Dogs struggle to keep themselves cool in summer heat
COLUMBIA - Summer months are usually a chance for people to get outside and enjoy the warm weather. The warmer temperatures also bring some dangers with them, though, especially for dogs.
Humans have plenty of chances to keep themselves cool in the hot weather, but dogs aren't able to protect themselves as well as humans. Dr. Marie Kerl of the University of Missouri's College of Veterinary Medicine said heat stroke is a cause for concern for dogs during the summer months.
"It certainly is a common occurrence through warmer months," Kerl said.
She also said it is an issue when the temperatures start to get warmer in the spring, but it is more common in the hot summer months. Most heat-related illnesses come from leaving dogs in cars, but just being outside in the heat can be dangerous. Dogs lack one effective cooling mechanism that humans have.
"The only way a dog has to cool themselves is through panting," Kerl said. "They don't sweat the way that people do."
Dogs only have sweat glands on their feet, so they can't cool off as effectively as humans. According to Kerl, this is especially dangerous in a car with its windows rolled up. She said dogs can't get rid of heat if there is no cool air coming into the car for them to circulate through their respiratory tracts.

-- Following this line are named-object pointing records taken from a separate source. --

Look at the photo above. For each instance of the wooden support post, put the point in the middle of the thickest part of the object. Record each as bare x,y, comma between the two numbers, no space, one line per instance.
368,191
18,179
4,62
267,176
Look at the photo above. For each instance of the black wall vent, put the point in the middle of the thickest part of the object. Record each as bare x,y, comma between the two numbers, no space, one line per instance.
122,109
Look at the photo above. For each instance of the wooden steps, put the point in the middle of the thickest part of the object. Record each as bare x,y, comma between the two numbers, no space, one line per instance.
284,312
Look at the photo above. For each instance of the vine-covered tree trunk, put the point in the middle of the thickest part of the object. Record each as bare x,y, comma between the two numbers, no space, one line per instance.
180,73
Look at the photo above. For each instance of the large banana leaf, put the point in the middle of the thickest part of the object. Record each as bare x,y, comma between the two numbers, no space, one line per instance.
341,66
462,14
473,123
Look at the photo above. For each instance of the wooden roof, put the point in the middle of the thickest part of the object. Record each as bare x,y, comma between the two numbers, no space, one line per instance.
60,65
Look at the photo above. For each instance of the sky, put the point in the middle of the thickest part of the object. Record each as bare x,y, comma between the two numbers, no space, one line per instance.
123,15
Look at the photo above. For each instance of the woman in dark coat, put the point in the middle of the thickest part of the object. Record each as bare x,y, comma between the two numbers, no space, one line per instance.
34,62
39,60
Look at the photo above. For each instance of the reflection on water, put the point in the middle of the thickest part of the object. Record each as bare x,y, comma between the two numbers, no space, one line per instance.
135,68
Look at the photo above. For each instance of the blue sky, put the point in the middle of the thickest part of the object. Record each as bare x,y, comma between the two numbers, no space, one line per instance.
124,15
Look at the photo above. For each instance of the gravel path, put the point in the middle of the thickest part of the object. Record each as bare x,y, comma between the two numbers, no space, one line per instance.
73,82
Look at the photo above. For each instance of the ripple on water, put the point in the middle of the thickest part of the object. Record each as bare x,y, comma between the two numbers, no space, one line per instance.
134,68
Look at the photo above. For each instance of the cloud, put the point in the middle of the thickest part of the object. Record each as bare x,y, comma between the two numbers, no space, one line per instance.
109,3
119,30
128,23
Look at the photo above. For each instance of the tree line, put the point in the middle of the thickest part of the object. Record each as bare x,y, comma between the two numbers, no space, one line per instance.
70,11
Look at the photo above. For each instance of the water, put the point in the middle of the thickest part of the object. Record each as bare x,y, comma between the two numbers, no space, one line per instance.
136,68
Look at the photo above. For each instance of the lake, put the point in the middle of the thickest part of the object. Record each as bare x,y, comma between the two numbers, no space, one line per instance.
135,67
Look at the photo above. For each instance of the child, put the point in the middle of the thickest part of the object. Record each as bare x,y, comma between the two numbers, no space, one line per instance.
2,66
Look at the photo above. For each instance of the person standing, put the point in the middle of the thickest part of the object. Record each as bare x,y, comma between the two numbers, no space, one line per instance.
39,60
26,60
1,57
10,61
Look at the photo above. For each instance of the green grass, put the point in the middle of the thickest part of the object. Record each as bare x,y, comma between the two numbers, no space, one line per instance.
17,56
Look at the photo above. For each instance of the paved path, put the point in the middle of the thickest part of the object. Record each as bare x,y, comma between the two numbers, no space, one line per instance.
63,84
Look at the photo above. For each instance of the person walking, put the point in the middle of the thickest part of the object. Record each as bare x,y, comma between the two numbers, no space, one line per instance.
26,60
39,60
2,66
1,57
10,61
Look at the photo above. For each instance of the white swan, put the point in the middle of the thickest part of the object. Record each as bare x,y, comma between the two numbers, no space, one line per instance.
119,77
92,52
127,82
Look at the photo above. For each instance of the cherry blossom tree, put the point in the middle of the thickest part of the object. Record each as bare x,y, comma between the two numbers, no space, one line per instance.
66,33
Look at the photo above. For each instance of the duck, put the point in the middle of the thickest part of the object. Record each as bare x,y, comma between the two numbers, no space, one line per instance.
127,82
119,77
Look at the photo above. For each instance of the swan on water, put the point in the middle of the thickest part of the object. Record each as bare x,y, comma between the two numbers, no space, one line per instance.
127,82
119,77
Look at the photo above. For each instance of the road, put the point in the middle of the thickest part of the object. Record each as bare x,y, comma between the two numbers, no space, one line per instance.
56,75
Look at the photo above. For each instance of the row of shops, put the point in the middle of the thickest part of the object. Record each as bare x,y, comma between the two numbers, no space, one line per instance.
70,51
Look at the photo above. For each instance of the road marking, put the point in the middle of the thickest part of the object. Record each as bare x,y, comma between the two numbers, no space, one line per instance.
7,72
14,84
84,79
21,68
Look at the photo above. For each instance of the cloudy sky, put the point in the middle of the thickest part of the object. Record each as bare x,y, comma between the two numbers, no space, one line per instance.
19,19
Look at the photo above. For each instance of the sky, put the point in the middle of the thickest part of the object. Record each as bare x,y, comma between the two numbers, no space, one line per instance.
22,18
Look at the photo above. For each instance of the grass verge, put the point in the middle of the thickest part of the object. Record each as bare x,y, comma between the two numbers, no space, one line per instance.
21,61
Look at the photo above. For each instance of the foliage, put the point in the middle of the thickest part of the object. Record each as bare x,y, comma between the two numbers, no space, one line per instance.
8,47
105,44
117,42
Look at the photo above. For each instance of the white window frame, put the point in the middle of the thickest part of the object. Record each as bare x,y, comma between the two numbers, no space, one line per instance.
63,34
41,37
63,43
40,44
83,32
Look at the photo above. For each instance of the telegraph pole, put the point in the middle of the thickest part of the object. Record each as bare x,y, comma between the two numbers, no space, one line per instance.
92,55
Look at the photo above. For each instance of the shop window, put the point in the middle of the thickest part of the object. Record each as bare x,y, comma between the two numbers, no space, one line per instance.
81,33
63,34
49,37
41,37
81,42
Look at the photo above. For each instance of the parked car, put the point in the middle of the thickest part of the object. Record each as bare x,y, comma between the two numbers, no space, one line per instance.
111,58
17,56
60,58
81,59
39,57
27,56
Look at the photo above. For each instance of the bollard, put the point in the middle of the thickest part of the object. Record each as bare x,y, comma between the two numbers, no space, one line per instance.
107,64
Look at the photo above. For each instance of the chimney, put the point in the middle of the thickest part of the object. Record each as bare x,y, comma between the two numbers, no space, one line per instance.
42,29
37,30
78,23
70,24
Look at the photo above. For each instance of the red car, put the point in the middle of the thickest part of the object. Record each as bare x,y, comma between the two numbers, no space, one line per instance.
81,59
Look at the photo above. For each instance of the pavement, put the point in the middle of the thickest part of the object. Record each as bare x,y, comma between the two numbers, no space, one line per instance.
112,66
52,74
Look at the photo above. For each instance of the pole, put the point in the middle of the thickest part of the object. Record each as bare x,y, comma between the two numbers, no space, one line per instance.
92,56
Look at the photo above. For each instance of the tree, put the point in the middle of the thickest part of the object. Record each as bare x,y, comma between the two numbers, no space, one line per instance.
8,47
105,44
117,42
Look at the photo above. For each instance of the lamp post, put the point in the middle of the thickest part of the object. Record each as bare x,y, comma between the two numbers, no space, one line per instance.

If you do notice a dog locked in a car, Central Missouri Humane Society Assistant Director Michelle Casey said there are a few options to help solve the problem.
"You can always call the non-emergency line of the police department or animal control," Casey said.
Locked cars are especially dangerous for dogs because the temperature can rise so rapidly and even get up to 120 degrees, according to Kerl. She also said it is a misconception to think cracking a window will help cool the dog off because it doesn't allow enough air flow into the car to make a difference.
If a dog does start to suffer from a heat illness, Kerl said to rub cool water on its paws and belly and put a fan in front of the dog. Owners should still bring the dog in for medical attention.